Kut’ül Ammare... Not düşelim... Üzerinde konuşacağız...
Avrupalı bazı siyasetçiler şöyle diyorlardı; Kıbrıs için özür dileyeceksiniz...
Ne diyelim; HAYAL DÜNYASI...
Hiçbir zaferimiz için özür dilemeyiz, şehidimizin kanı olan her toprak için ecdadımızın bize öğrettiği gibi devam ederiz!
Avrupa’da hayal kuranları anlıyorum da, anlayamadığım bu toprakların ekmeğini yiyenler. Bazı ilginç arkadaşlar var, Avrupa ile iyi geçinmek adına “HER YAPTIĞIMIZ HATTA VARLIĞIMIZ İÇİN” özür dileyelim noktasındalar... Orada, burada, şurada değil, bu zihniyette olanlar her yerde varlar, olabilirler...
Sevgili dostlar, bu arkadaşlara özellikle yabancılarla iyi geçinmek için YOK SAYILMAYI “dünya ile entegrasyon” sananlara birkaç çift sözüm var; Kıbrıs’ta ne dileyeceğimiz bir özür, ne de ödeyeceğimiz bir kuruş tazminat var... Kardeşlerimizi katledenlere karşı yaptığımız harekatın sonuna kadar arkasındayız ve bunun için boynumuzu eğecek tek bir gerekçe bile olamaz... Bu yolda şehit olan ecdadımızı şanla, minnetle, özleyerek anıyoruz... Rahat uyuyun, bu canlar bedenden çıkmadıkça “medeniyet dediğin tek dişi kalmış canavar”, NE KADAR DEVŞİRİRSE DEVŞİRSİN, bizi yere baktıramaz...
Sevgili dostlar, ÖZÜR BEKLEYENLER, Kut’ül Ammare ZAFERİMİZ ile sarsıldılar! Unutturulan, unutturulmaya çalışılan zaferimiz...
Yaşasın haklı davamız... Yaşasın geçmişimize, geleceğimize, COFRAFYAMIZA SAHİP ÇIKMA MÜCADELEMİZ...
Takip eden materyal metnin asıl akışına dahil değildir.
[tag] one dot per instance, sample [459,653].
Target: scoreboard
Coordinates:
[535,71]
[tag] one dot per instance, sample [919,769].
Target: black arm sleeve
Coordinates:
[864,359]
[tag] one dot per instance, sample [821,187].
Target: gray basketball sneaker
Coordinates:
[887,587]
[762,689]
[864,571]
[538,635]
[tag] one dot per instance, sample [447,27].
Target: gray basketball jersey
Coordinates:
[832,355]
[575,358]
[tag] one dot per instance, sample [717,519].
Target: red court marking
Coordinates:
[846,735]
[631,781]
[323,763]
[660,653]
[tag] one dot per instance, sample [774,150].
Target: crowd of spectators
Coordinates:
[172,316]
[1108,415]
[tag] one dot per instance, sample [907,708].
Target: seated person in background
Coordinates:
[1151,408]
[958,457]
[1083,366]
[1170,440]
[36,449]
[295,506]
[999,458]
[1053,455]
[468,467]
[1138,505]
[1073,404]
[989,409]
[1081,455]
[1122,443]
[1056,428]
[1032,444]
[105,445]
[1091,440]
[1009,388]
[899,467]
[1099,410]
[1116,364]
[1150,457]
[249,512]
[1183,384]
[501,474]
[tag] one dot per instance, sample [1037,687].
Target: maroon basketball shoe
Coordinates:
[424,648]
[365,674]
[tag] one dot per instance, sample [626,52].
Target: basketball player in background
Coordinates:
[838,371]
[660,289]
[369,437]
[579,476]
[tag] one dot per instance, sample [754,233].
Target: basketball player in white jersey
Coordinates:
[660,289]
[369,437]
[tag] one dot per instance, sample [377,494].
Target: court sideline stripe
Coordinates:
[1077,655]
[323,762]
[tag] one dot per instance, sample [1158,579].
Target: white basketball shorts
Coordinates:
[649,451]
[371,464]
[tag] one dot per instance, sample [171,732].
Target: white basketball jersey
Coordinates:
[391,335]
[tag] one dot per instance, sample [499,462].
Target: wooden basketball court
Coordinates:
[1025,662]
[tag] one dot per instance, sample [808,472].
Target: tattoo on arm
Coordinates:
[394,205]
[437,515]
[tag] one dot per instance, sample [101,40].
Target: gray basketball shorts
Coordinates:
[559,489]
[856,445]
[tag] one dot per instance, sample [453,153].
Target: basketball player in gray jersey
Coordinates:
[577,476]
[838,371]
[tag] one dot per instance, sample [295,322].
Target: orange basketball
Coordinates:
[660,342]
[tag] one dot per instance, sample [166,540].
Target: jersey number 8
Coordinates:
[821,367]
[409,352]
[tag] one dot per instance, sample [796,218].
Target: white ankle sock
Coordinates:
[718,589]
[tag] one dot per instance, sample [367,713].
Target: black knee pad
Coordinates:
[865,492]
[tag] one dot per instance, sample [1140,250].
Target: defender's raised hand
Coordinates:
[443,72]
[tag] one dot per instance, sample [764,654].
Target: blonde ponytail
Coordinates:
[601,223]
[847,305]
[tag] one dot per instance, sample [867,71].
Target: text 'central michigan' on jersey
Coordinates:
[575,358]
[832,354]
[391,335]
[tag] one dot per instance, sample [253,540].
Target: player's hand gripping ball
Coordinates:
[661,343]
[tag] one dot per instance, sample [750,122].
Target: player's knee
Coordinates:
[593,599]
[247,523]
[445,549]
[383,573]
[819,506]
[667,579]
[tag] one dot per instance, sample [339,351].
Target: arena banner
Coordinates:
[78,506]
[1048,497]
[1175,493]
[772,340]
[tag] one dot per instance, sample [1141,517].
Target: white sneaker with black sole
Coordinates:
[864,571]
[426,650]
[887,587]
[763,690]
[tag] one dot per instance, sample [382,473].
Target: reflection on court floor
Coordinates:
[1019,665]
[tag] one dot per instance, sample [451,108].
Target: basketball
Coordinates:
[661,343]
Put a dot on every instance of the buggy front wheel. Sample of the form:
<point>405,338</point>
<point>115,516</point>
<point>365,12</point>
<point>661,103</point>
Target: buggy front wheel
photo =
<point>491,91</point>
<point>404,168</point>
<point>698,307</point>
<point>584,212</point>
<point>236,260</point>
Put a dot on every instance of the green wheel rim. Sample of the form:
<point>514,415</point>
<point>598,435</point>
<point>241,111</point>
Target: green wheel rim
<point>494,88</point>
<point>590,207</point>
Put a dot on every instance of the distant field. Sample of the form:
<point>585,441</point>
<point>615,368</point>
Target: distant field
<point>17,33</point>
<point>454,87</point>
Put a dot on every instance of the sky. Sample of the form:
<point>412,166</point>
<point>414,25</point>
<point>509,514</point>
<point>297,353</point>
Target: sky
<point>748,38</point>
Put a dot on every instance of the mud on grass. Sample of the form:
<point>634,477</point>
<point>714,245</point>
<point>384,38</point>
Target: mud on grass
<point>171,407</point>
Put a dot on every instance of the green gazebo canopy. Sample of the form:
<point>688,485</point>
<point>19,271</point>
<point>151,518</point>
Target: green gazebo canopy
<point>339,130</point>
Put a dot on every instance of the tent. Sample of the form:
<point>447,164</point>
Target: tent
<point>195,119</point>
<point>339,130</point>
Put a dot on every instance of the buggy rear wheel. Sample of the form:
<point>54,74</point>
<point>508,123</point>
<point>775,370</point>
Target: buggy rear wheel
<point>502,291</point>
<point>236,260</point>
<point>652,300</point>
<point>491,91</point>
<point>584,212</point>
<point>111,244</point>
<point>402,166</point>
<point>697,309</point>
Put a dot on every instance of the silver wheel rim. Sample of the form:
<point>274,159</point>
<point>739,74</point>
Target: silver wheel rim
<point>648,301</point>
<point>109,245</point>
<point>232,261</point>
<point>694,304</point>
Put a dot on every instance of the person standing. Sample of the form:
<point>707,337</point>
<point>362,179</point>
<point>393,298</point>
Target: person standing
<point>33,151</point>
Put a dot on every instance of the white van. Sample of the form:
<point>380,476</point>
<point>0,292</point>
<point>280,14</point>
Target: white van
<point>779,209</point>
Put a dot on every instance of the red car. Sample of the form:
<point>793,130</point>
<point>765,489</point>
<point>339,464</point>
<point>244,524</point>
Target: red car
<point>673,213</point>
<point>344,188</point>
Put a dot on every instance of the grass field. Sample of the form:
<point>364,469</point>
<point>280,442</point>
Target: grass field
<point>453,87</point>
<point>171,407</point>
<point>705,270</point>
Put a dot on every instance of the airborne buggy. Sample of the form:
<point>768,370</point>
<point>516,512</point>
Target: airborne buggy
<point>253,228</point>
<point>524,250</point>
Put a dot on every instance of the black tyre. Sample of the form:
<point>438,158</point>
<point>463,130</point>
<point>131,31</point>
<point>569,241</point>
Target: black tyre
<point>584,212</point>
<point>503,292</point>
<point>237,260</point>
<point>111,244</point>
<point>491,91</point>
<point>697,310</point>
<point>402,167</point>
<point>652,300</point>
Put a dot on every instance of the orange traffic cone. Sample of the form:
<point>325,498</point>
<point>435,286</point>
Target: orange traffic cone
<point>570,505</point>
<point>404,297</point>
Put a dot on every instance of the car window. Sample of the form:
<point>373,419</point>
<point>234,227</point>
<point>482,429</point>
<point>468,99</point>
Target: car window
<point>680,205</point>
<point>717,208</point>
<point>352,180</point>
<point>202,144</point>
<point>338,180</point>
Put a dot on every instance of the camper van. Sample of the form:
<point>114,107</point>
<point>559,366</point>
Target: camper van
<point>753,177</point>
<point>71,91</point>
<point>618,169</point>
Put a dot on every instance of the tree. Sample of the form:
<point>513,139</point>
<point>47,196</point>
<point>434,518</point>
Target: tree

Son söz: VAROLMA dinamiğini “diğerlerine sevimli olarak kendinden vazgeçmek olarak” algılayan kafalar şunu çok iyi bilsinler; sevsinler diye başını uzatır ve dik duramazsan başını alırlar... Bizim kimseye sevdirecek, uzatacak başımız yok! Eğilip, bükülenlere duyurulur!